Happy Reading Guys
.
.
.
.
.30 menit berlalu.
Jenazah yang di temukan telah ditangani oleh beberapa warga sekitar untuk di kebumikan. Keduanya menuruni hutan dengan berjalan kaki. Farel menitipkan segala barang yang di bawa kepada salah seorang warga untuk menyerahkan padanya ketika telah sampai keluar hutan. Tujuannya ingin fokus mengurus Kinan yang masih membutuhkan dirinya.
Fisik yang tak berdaya serta kondisi yang masih terguncang. Farel ambil alih tubuh Kinan dengan menggendong di punggungnya. Memanggul mungkin bukanlah cara agar orang lain bisa memaafkan kesalahan, namun sedikit-banyaknya dapat menebus kesalahan Farel serta bentuk tanggung jawab pada Kinan.
Kian erat rangkulan tangan Kinan melingkar pada leher Farel di atas bahu. Tanpa disadari seulas senyuman membentang bibir Kinan.
"Gue berat ya," ujar Kinan mengusap pipi yang masih tertinggal bekas air mata.
"Hm." Farel mengiyakan kenyataannya ingin mengatakan "tidak".
"Hehe, padahal udah diet." Kinan menipu tawa namun hampar.
Farel tersenyum samar. "Ingus lo tu meler, kebanyakan minum es makanya berat," cetus Farel niat ingin menghibur.
Kinan menarik cairan yang ada di hidung berkali-kali serta memanyunkan bibirnya.

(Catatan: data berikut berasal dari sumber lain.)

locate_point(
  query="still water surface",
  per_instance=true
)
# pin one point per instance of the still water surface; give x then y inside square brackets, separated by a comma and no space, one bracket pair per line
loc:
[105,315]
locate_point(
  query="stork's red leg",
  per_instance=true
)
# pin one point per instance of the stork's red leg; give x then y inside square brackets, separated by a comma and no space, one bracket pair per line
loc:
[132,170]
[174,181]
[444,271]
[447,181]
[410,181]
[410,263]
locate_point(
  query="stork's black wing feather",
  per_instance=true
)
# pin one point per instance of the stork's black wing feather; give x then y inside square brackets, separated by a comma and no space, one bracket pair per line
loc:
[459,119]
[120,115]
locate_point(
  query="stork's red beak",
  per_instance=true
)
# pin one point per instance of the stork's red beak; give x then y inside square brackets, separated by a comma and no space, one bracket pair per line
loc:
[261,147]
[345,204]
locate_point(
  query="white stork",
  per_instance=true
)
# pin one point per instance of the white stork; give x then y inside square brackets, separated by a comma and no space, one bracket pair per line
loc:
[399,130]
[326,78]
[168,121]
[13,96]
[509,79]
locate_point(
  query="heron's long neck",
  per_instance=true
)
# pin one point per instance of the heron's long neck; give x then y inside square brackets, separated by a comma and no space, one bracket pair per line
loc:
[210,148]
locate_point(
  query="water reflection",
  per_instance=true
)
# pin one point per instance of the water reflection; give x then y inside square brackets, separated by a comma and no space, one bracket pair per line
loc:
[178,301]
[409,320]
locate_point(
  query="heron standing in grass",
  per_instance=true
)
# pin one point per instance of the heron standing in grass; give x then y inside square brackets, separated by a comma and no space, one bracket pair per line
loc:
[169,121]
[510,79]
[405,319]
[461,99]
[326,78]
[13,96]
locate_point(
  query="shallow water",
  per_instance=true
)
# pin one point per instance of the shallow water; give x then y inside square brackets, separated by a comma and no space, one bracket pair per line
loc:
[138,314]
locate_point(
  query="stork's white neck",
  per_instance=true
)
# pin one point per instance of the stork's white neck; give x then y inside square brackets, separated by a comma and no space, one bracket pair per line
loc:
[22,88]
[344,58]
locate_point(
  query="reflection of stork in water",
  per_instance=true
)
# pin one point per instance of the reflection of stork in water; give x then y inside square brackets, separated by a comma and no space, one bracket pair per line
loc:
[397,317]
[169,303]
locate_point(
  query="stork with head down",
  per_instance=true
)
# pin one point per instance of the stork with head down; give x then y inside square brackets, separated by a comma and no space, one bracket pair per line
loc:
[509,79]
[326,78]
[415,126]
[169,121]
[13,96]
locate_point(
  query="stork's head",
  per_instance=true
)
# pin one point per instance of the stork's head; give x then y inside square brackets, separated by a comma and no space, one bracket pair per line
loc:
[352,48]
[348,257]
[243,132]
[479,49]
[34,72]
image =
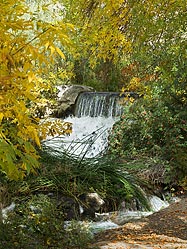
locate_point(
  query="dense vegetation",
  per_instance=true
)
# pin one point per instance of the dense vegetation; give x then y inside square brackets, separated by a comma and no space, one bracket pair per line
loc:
[111,46]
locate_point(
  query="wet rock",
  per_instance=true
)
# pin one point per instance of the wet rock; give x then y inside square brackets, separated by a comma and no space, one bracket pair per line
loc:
[66,103]
[90,202]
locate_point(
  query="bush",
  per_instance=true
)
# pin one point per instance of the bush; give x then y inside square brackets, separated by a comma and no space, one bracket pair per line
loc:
[152,128]
[36,223]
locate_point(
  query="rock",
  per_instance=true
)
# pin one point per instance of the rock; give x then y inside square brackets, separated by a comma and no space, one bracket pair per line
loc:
[68,99]
[82,207]
[90,202]
[70,208]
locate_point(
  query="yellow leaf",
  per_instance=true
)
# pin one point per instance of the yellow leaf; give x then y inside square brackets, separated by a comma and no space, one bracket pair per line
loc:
[52,50]
[1,117]
[60,53]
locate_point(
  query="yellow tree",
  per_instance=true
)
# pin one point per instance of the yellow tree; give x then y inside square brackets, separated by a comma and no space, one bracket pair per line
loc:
[27,49]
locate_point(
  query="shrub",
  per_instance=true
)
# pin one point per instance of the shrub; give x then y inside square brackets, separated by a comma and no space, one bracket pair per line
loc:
[153,128]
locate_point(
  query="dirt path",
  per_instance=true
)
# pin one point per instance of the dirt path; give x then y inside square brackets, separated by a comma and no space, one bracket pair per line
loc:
[164,229]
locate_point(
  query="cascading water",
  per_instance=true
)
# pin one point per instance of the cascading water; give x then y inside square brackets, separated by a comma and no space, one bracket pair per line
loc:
[95,114]
[98,104]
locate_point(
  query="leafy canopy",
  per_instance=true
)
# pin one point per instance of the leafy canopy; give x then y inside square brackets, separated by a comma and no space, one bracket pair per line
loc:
[27,48]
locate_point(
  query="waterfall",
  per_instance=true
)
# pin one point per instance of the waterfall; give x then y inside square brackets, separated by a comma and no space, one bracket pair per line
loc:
[94,115]
[98,104]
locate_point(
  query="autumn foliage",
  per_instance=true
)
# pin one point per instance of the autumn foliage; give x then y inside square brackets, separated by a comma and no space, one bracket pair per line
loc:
[27,47]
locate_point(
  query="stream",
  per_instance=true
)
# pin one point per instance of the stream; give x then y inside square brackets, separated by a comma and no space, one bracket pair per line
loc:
[89,139]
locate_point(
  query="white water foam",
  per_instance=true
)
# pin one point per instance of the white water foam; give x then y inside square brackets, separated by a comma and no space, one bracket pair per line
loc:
[89,137]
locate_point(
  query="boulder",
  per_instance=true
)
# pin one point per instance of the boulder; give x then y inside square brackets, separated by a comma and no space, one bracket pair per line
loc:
[67,101]
[90,203]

Ia seperti anak 5 tahun yang di gendong terlihat dari gelagat.
Setelah sekeluarnya dari hutan, lalu di lanjutkan menaiki mobil jemputan dari pegawai vila utusan Devan.
***
Sesampainya di vila Farel menurunkan tubuh Kinan dengan pelan ke sofa. Tangan Farel berlanjut menggeledah rak maupun laci mencari kotak P3K di sekitar dapur. Setelah mendapatkan yang cari segera berlari ke ruang tamu menemui Kinan.
"Sini tangan lo," ucap Farel duduk di samping Kinan lalu membuka kotak putih yang di temukan.
Kinan menuruti menjulungkan lengannya yang terluka. "Ini."
Farel memiringkan kepala fokus mengobatinya. Tangannya meraih handuk lalu membasahkan di air baskom yang disiapkan. Mengelap ke seluruh tangan yang terdapat bercak darah.
"Sakit gak?" Tanya Farel memeras handuk lanjut mengusap.
"Enggak kok, gue kan bukan anak kecil yang langsung teriak kalo sakit, cuma gini doang mah gak seberapa." Kinan menampilkan sebelah tangannya bak berotot besi yang kuat meski hanya terlihat sekedar lengan mungil.
Farel menyeringai. "Masa?" Tangan Farel berganti mencari salep antibiotik lalu mengoleskan pada luka Kinan.
"Akh." Kinan meringis kesakitan serta berdesis tak mau diam.
"Jangan dilihat lukanya, tutup mata lo." Farel melembutkan nada suaranya.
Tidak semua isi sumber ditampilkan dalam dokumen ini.